William Steele, Broughton, to Mary Steele, Exeter, [Friday] 1 June 1770.
Broughton June 1st 1770
I hope My Dear Polly is now arriv’d with her Uncle thro’ the Care of Providence in safety and health at Exon – I had a very pleasant Journey & got home well before One o’clock Tuesday & had the pleasurable satisfaction to find all as well as could be expected, may a sense of the Divine Goodness be impress’d on our minds & have a proper influence on our Hearts and Lives. – Your Aunt Wakeford with Billy & Polly came hither just before me they go home tomorrow & are to return again next Tuesday (except Billy) & and stay while their House is painted. – Your Sisr Nancy is much more robust than you left her, can go across the room without Assistance, only holding the String loose.

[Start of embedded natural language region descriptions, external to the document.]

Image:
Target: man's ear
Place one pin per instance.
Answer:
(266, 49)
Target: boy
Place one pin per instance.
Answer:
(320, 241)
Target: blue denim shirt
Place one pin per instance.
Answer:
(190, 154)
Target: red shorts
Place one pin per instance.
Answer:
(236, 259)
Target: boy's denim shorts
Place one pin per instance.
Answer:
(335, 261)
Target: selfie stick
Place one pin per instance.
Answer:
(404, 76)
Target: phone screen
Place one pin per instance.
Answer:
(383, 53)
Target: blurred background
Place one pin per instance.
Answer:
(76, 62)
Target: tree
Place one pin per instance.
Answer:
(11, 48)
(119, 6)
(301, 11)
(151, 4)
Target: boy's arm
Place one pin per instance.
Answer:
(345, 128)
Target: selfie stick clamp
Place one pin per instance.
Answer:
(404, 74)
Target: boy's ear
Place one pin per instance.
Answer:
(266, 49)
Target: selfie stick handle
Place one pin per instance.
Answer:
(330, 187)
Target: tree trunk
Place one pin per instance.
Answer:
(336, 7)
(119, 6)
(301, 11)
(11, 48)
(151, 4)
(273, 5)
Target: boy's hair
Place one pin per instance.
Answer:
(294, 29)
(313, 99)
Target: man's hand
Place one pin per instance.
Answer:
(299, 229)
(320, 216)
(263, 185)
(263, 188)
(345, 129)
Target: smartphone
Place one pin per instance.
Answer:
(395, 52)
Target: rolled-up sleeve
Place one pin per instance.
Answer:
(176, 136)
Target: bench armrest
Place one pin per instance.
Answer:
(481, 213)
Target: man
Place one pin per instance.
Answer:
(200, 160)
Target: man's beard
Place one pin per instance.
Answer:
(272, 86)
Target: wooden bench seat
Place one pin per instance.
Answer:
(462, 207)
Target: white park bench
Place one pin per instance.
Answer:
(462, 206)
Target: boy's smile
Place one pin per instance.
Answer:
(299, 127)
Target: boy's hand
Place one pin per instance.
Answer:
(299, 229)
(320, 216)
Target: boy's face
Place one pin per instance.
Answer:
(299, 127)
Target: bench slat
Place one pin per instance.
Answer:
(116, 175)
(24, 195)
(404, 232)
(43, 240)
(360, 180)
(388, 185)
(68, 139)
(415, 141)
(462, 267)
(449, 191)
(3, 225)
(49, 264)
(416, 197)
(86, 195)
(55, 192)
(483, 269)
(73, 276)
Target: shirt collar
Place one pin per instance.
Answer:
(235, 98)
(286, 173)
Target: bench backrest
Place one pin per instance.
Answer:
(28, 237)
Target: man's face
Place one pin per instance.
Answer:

I cannot help regretting your absence this delightful Season but hope you will enjoy it at Exon. – Mrs Lee’s two Children are under inoculation, but I suppose it will be over before you go to their House, Mrs Wakeford has wrote to her to call on you, so that I suppose you will hear of them soon unless any thing should happen bad to the Children. I propose to set out for Bristol to morrow & shall expect a Letter from you there, which when I have rec’d will write you again, your Aunt also expects to hear from you.
I commit you My Dear to the Divine Protection & hope you will not amidst the many Blessings you enjoy be forgetful of the Fountain from whence they flow.
We all join in due Services to your Uncle & in our affectionate Love to My Dear Polly, whose I ever am in the tenderest Paternal Bonds.
W Steele
My Compts to Mr & Mrs Blight
You must write home often
Text: Timothy Whelan, ed., Nonconformist Women Writers, 1720-1840, 8 vols. (London: Pickering & Chatto, 2011), vol. 3, pp. 207-08 (annotated version); STE 4/5/iii, Steele Collection, Angus Library, Regent's Park College, Oxford. Postmark: Andover. Address: To / Miss Steele / To be left with Mr Geo: Bullock / at the Half Moon Inn / Exon / Devonshire. Mentioned above are Joseph Wakeford of Andover and his wife, Mary Steele Wakeford (1724-72), Mary Steele’s aunt and William Steele’s half-sister, as well as their two surviving children, William (1753-1819) and Mary (‘Polly’) (1760-1824). Her son, Samuel (b. 1754), died in 1767.